Hi John,
Protocol extensions should be standardized by the WG focusing on the
protocol .. be it OSPF, ISIS, BGP you name it. It may very easily
compromise operation of the base protocol if done incorrectly.
Very recently we went via very similar discussions reg route server and
while it does not even introduce any new changes to BGP protocol on the
wire .. changes to BGP state were sufficient reason to split the draft
into operational focus in GROW WG and BGP behaviour change in IDR WG.
Similarly here rtg wg or mpls wg could define in separate documents how
you are going to use newly flooded information or how you are going to
collect and populate those information into IGPs.
Rgs,
R.
Hi,
I am a bit confused. I thought the proper home for this work would
either be the rtg wg or the mpls wg. I thought it was presented to
the OSPF wg for information only.
Thanks,
John
Sent from my iPhone
-----Original Message----- From: [email protected]
[mailto:[email protected]] On Behalf Of Alia Atlas Sent:
Tuesday, June 21, 2011 6:45 PM To: Acee Lindem Cc: Spencer
Giacalone; CCAMP; OSPF WG List Subject: Re: [CCAMP] [OSPF]
draft-giacalone-ospf-te-express-path-01
Hi Acee,
I do agree that we should explicitly document this in the draft&
work on better names for the sub-TLVs that might be confused.
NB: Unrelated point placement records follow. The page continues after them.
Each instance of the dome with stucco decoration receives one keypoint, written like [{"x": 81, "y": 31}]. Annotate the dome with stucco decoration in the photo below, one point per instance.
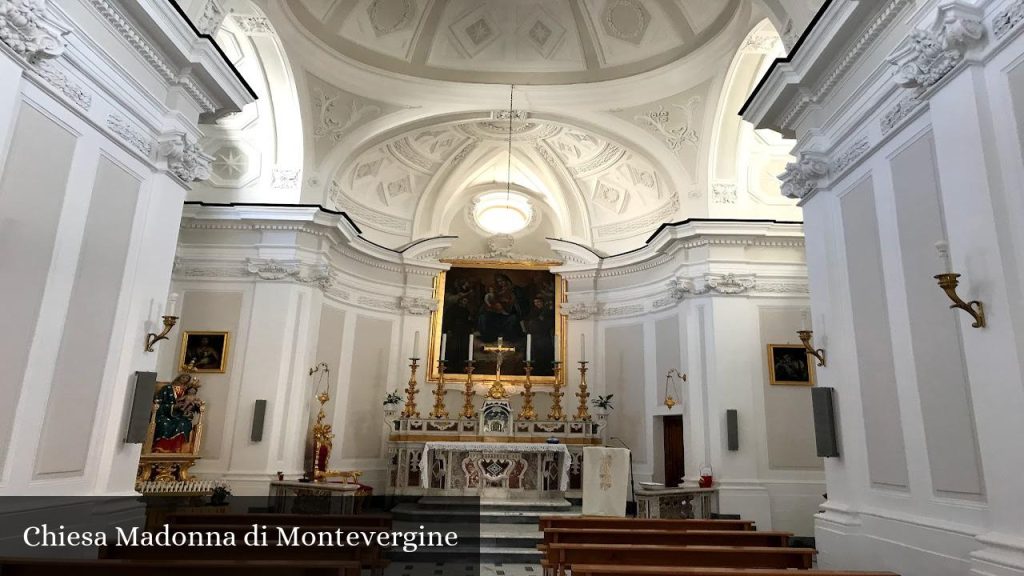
[{"x": 520, "y": 41}]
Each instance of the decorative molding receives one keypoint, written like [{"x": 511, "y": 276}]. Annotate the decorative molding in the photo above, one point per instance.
[
  {"x": 850, "y": 155},
  {"x": 59, "y": 80},
  {"x": 417, "y": 305},
  {"x": 1009, "y": 18},
  {"x": 928, "y": 54},
  {"x": 723, "y": 193},
  {"x": 184, "y": 159},
  {"x": 580, "y": 311},
  {"x": 801, "y": 177},
  {"x": 286, "y": 178},
  {"x": 29, "y": 29},
  {"x": 120, "y": 126}
]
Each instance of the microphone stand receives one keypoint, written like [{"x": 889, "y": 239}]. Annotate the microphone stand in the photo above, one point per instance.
[{"x": 633, "y": 497}]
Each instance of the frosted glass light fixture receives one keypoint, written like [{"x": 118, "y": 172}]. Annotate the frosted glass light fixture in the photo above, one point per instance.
[{"x": 503, "y": 212}]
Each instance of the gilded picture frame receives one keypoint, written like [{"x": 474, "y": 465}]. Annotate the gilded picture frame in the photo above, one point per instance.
[
  {"x": 788, "y": 366},
  {"x": 512, "y": 372},
  {"x": 207, "y": 348}
]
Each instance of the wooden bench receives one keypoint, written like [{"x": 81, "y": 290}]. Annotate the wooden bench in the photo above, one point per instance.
[
  {"x": 641, "y": 524},
  {"x": 559, "y": 558},
  {"x": 667, "y": 537},
  {"x": 174, "y": 567},
  {"x": 604, "y": 570}
]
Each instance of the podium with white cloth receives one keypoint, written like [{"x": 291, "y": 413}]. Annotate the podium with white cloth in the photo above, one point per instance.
[{"x": 605, "y": 481}]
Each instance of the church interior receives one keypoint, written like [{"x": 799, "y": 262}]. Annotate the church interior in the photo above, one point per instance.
[{"x": 642, "y": 287}]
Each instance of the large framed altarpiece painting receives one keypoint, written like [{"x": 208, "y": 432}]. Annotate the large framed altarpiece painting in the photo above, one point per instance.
[{"x": 495, "y": 300}]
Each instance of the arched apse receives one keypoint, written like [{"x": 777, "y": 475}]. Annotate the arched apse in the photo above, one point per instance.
[
  {"x": 258, "y": 152},
  {"x": 744, "y": 163}
]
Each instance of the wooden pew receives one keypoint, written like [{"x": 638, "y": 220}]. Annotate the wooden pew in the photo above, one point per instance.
[
  {"x": 270, "y": 519},
  {"x": 605, "y": 570},
  {"x": 667, "y": 537},
  {"x": 641, "y": 524},
  {"x": 559, "y": 558},
  {"x": 174, "y": 567}
]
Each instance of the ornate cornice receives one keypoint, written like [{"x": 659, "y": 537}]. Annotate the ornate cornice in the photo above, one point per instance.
[
  {"x": 802, "y": 177},
  {"x": 928, "y": 54},
  {"x": 30, "y": 30}
]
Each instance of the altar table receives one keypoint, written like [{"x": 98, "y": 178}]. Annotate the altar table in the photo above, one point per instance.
[{"x": 479, "y": 465}]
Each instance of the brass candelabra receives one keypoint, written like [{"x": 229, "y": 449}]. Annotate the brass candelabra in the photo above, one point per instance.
[
  {"x": 468, "y": 411},
  {"x": 805, "y": 337},
  {"x": 556, "y": 395},
  {"x": 527, "y": 412},
  {"x": 410, "y": 410},
  {"x": 439, "y": 411},
  {"x": 151, "y": 338},
  {"x": 948, "y": 282},
  {"x": 583, "y": 395}
]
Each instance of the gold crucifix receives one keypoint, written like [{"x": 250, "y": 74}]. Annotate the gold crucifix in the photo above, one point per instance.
[{"x": 497, "y": 391}]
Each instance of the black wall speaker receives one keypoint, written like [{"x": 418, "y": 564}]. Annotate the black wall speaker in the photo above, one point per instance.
[
  {"x": 732, "y": 428},
  {"x": 259, "y": 413},
  {"x": 141, "y": 407},
  {"x": 824, "y": 422}
]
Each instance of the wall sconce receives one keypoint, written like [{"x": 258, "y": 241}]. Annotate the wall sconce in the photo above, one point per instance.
[
  {"x": 669, "y": 386},
  {"x": 169, "y": 321},
  {"x": 805, "y": 336},
  {"x": 948, "y": 282}
]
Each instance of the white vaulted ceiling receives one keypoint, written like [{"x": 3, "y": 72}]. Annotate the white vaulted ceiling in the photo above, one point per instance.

I
also agree that we need to give the decision explicit
consideration; to give this the exposure necessary and
consideration for applications was why we had this draft discussed
in rtgwg as well as ospf.
In addition to the obvious uses for RSVP-TE, another potential
application is the idea of a path-weighted ECMP, where traffic is
split to the different next-hops based upon the total path
bandwidths out those next-hops. This is a pure IP application (LDP
follows of course) and I'd prefer not to lose track of those
options when considering the RSVP-TE applications.